Asymmetric strengths
The ceasefire has proven fragile in part because the US and Iran possess very different advantages. The US holds overwhelming military superiority, but lacks the political will to sustain a long war. Washington does not want to put troops on the ground in Iran, exhaust its arsenal in a protracted campaign, or divert global military resources to focus solely on Tehran.
Iran's strength lies in its political resolve. The regime, hardened by the assassination of key leaders early in the conflict, is determined to survive. It is ideological, savvy, and ruthless—willing to bear enormous economic and security costs to project control. This resolve is visible in its willingness to threaten civilian vessels with cheap drones and attack boats, a low-cost strategy that forces the US to respond with expensive precision strikes.

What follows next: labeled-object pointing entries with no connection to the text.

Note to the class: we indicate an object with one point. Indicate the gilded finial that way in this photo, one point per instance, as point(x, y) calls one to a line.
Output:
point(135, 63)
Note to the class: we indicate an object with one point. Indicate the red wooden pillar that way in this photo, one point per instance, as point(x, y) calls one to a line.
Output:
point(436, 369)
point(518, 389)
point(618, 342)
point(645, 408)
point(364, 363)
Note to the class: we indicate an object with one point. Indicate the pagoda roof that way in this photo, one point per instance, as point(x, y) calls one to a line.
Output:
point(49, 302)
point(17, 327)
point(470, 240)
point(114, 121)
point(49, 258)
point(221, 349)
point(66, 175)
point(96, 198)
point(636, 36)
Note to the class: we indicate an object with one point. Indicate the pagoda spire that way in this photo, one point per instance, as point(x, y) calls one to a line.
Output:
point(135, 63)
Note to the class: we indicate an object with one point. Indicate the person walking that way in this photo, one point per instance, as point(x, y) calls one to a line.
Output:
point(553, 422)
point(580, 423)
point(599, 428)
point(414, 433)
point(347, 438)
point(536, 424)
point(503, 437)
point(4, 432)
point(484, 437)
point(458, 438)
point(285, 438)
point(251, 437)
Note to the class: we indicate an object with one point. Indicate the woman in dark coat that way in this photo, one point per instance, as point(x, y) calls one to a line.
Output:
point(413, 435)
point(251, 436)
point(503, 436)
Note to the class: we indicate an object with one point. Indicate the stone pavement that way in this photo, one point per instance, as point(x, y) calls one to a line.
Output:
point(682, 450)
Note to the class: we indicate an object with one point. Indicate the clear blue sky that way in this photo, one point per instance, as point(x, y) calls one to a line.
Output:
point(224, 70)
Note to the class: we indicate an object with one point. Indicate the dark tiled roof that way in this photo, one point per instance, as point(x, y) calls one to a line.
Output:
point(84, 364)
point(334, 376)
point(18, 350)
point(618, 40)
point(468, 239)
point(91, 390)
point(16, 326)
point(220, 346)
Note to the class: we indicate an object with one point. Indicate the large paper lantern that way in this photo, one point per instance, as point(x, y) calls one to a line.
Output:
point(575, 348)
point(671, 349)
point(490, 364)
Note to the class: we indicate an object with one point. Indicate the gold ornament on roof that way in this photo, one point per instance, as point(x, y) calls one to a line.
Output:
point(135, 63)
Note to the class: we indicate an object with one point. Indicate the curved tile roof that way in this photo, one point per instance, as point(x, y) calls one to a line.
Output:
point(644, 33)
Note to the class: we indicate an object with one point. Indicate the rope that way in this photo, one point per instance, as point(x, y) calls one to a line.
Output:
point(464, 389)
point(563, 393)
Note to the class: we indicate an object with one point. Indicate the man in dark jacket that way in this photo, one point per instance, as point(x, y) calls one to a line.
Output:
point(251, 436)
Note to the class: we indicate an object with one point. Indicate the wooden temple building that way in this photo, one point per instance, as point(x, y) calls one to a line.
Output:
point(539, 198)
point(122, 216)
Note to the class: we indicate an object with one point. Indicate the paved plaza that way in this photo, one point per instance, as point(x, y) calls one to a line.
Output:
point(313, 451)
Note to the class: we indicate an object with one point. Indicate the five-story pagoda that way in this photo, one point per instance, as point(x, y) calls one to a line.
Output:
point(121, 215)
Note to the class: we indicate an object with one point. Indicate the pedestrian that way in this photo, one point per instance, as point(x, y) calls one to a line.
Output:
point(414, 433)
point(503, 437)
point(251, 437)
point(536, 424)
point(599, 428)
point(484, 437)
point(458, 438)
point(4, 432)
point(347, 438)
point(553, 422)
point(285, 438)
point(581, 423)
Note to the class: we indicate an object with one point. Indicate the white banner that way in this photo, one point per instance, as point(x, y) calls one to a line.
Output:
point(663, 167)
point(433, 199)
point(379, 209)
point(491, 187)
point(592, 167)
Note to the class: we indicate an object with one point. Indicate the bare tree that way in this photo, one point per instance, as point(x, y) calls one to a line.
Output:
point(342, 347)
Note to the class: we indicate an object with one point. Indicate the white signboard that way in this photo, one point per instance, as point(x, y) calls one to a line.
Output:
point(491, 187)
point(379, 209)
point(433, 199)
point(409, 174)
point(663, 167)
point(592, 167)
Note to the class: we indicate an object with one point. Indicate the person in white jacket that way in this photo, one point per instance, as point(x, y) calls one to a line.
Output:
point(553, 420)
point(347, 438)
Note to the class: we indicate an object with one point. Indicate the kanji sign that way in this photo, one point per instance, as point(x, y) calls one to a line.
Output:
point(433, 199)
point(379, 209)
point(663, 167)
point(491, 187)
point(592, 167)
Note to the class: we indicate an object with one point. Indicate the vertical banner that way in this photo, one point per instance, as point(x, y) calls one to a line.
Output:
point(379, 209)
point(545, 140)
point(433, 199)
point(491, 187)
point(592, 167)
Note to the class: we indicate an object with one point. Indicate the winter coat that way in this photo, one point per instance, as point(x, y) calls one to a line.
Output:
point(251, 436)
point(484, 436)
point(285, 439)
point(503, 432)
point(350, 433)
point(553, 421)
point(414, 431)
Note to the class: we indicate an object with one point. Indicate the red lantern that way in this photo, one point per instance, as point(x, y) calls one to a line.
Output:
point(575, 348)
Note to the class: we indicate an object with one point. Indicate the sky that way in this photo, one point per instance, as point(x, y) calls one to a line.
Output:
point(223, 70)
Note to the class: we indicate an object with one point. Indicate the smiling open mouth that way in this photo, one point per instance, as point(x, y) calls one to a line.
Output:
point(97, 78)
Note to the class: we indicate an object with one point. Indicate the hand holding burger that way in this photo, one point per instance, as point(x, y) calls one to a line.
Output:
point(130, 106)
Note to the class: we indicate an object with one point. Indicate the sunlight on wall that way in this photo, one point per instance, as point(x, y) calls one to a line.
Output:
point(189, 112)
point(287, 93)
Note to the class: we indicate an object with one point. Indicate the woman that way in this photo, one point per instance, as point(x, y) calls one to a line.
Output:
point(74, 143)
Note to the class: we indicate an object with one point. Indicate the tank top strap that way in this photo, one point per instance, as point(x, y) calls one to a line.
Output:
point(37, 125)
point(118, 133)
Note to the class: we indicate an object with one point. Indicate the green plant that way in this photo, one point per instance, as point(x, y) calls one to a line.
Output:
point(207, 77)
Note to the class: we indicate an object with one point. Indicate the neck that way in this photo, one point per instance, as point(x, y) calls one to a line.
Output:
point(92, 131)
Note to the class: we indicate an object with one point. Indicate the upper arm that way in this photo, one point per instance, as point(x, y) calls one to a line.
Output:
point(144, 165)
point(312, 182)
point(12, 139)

Iran's main weakness is economic. The war has inflicted severe damage on its infrastructure and military. It could not withstand a prolonged US blockade of the Strait of Hormuz or sustained air strikes on its economic assets. Yet the regime calculates that appearing uncompromising is more important for its survival than accepting the economic benefits of sanctions relief or a promised $300 billion reconstruction fund.
Domestic politics drive escalation
Internal political dynamics in both countries are pushing the conflict toward a breakdown of the ceasefire. In Iran, the Islamic Revolutionary Guard Corps (IRGC) has tightened its grip on power. Leaders who even talk to US counterparts risk being branded traitors by hardliners, as history has shown with the assassinations of President Anwar Sadat of Egypt in 1981 and Prime Minister Yitzhak Rabin of Israel in 1995. This makes any concession politically dangerous.
In Washington, Trump faces a domestic audience that does not support a return to full-scale war. But he is also under pressure from those who oppose walking away from the conflict without a deal on Iran's nuclear program or its control of the strait. Trump expected Iran to cooperate with the memorandum in exchange for economic relief, but he has underestimated Tehran's determination to assert dominance in the region.
The most likely scenario is a return to the precarious status quo that prevailed between the first ceasefire on April 8 and the June 17 memorandum: a frozen conflict below the threshold of all-out war, but not a genuine peace. Tit-for-tat strikes will continue, the strait will remain partially closed, and security will stay uncertain. The US is being dragged into a long war with Iran, against Trump's will, with no clear exit in sight.